“The ultimate lesson all of us have to learn is unconditional love, which includes not only others but ourselves as well.”
— Elizabeth Kubler-Ross
Every time I visit my young man in prison, he teaches me something new.
Last week, he brought out several strands of yarn, which he had already braided into the beginnings of a friendship bracelet. He explained that he had chosen the red, white, and blue yarn for me, because he knew I was patriotic.
Carefully, he measured my wrist with the yarn, and set off to resume his braiding and tying. As we talked about his week, and his struggles with his family, and conflict with another guy in his unit, his fingers deftly braided and knotted.
He’d been thinking about our relationship, and how he had struggled with accepting a good male role model in his life, and being able to talk about his feelings and emotions with someone who’s supporting him in all that struggle. He’s figured out he can let his guard down around me, and with himself, as he names his feelings and thoughts, and now has the tools to sort through the garbage in his basement, and find some order and contentment.
He’s been wrestling with his anger, and how it has come to the surface at unexpected moments, in unexpected ways. A few days ago, he cried and wept most of the day, his emotions raw and fiery. He couldn’t shut and lock up the door to his basement, and life was messy, with conflicting emotions, feelings, and doubts.
“Who am I?” he wondered, in the midst of his tears and heartache.
The day led him into a walkabout, and the question changed to “what am I?”
The tears washed away some of the grime, and a lot of the feelings of shame and guilt, and he could see, finally, how he had grown, how he had gained the tools to sort through the garbage in the basement, and start filling up the dumpster. He gained some perspective, and could see how he’d changed.
His frenzy of braiding and knotting picked up, as he told me of his journey, his walkabout, and what he had been learning.
A staff member came by, and sat with us for a while. He’d been there for my pal, the day he cried a lot, and had helped him find his way, and sort through all the conflicting flotsam and jetsam that had cluttered up his thinking.
“We only offer tools for your toolbox here,” he said. “It is up to you to pick the right tool, and build your own house.”
My buddy nodded, a tear rolling down his cheek. He took a deep breath and let it out, his shoulders easing a bit, as a smile lit up his face.

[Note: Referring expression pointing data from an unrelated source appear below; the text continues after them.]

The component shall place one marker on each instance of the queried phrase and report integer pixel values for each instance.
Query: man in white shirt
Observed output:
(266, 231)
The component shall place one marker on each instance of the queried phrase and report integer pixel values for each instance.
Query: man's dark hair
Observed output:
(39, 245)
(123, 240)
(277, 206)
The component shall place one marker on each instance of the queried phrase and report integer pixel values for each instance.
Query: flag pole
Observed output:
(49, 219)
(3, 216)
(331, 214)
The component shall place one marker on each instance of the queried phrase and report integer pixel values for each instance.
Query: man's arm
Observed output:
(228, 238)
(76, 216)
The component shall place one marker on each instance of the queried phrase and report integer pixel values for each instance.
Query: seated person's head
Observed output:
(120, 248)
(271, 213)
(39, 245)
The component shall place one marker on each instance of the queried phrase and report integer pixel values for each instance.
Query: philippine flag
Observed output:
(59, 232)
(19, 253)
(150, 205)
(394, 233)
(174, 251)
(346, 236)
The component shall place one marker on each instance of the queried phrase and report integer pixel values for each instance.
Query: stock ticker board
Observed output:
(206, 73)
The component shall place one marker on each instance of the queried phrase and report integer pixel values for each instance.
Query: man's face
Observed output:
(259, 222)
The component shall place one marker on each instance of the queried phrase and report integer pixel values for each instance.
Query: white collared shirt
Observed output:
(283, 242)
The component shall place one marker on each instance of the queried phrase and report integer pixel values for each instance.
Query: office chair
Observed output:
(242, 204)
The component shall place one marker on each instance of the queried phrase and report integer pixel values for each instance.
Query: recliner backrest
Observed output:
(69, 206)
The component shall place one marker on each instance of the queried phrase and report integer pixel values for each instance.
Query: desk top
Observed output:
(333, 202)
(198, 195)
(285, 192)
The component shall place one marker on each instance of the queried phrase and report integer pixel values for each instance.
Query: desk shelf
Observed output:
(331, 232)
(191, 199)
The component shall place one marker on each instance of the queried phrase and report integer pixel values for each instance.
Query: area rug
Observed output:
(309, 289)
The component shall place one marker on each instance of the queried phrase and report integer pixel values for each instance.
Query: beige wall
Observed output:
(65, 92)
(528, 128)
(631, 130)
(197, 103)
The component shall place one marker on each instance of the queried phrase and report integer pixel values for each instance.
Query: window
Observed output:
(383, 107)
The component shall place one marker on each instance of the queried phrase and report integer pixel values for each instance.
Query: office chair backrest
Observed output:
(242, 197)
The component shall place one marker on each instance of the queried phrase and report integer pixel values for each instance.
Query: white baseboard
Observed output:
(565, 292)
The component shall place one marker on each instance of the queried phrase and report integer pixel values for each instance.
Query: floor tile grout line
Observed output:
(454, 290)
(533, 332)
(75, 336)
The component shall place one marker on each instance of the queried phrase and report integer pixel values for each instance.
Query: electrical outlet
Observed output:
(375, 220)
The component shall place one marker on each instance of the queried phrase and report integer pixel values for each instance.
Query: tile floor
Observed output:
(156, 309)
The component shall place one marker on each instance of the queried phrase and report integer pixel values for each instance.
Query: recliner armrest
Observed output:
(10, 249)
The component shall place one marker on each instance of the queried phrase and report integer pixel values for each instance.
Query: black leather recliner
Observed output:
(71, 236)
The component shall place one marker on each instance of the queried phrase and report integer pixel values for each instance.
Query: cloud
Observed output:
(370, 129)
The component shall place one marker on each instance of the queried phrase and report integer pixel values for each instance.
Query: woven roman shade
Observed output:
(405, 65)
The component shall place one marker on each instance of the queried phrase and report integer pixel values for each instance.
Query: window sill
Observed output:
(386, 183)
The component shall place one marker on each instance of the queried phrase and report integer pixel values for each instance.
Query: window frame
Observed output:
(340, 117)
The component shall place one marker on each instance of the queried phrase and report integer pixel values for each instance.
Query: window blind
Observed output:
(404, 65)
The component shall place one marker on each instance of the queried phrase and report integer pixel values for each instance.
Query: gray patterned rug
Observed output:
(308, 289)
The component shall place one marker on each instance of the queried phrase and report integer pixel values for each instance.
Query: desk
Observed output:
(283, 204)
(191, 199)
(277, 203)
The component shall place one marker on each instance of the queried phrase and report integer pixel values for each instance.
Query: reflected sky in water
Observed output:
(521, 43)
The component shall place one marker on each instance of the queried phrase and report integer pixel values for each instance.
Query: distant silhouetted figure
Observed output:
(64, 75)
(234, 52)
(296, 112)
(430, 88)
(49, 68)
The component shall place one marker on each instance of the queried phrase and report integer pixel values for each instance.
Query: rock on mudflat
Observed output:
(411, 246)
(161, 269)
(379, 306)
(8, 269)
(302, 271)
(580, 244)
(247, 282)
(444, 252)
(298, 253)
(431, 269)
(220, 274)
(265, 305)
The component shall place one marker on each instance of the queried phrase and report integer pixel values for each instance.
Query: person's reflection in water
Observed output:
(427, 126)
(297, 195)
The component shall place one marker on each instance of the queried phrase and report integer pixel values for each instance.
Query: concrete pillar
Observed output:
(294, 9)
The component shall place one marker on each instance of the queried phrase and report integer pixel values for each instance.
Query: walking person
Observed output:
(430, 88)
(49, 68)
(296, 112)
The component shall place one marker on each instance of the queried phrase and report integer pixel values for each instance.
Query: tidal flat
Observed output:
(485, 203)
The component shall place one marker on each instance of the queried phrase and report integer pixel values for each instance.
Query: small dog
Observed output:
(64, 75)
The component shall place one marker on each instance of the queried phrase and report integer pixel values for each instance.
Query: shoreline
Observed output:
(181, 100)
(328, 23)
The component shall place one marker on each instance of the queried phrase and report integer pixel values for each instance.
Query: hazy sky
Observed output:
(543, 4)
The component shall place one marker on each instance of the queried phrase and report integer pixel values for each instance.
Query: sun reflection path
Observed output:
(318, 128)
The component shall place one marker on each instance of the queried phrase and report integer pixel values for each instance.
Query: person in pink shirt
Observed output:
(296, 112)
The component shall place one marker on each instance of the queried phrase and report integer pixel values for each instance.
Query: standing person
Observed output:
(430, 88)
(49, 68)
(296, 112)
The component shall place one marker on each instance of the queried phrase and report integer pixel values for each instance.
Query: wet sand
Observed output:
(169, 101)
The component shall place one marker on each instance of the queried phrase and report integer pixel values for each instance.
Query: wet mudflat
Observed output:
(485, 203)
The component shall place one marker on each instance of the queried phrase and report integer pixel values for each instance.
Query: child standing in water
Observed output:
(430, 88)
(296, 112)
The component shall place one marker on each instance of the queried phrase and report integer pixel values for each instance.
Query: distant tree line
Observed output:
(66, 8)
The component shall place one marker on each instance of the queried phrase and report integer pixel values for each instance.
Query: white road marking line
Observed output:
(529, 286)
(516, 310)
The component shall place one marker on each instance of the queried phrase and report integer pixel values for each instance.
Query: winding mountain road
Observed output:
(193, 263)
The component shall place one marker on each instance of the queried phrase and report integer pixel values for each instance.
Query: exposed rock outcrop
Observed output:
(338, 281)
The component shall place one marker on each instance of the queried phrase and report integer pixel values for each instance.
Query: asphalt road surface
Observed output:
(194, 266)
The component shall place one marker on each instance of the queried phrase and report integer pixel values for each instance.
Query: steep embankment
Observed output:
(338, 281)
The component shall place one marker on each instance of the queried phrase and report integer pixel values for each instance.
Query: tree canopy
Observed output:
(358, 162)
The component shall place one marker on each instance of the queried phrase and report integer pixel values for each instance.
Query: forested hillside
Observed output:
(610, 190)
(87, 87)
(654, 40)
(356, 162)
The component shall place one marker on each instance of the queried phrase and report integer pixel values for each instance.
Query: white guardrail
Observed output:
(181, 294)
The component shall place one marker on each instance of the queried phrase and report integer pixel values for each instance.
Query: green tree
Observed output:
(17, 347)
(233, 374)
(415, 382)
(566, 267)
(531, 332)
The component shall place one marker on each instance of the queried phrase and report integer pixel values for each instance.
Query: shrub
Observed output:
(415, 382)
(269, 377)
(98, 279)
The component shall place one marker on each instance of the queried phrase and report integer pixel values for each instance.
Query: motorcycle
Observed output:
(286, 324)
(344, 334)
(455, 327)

Yes, he can see that, the wisdom of the man’s two sentences.
“Yes, my tool box has some nice tools now. And, I know how to use them.”
He didn’t speak, but we could see those words in his face, his fingers still moving in the rhythm of the braiding and knot tying. He was growing up, and he was taking care of business.
He finished my bracelet in silence. The minutes passed, and we both sat there, just taking in what had been said, and taking time to recognize where he’d been and how far he’d come, in these last eight months.
We don’t often have much silence in our visits. Twenty years of not being listened to, not being respected, and not being valued had built up a giant reservoir of experiences, and feelings, and comments. And, the eight months of sitting at this table was all about listening to him find the space where he could grow, finally, and speak his mind.
Oh, and anger. It was the elephant in the room today, and he had been able to see that, and call the elephant what it really was. Being able to speak its name was a big step for him, and he’d been able to do just that, and start becoming free.
The bracelet was finished now, and he tied it around my wrist.
“There, I finally gave you something back, for all that you’ve given me,” he said, a big grin splashed across his face.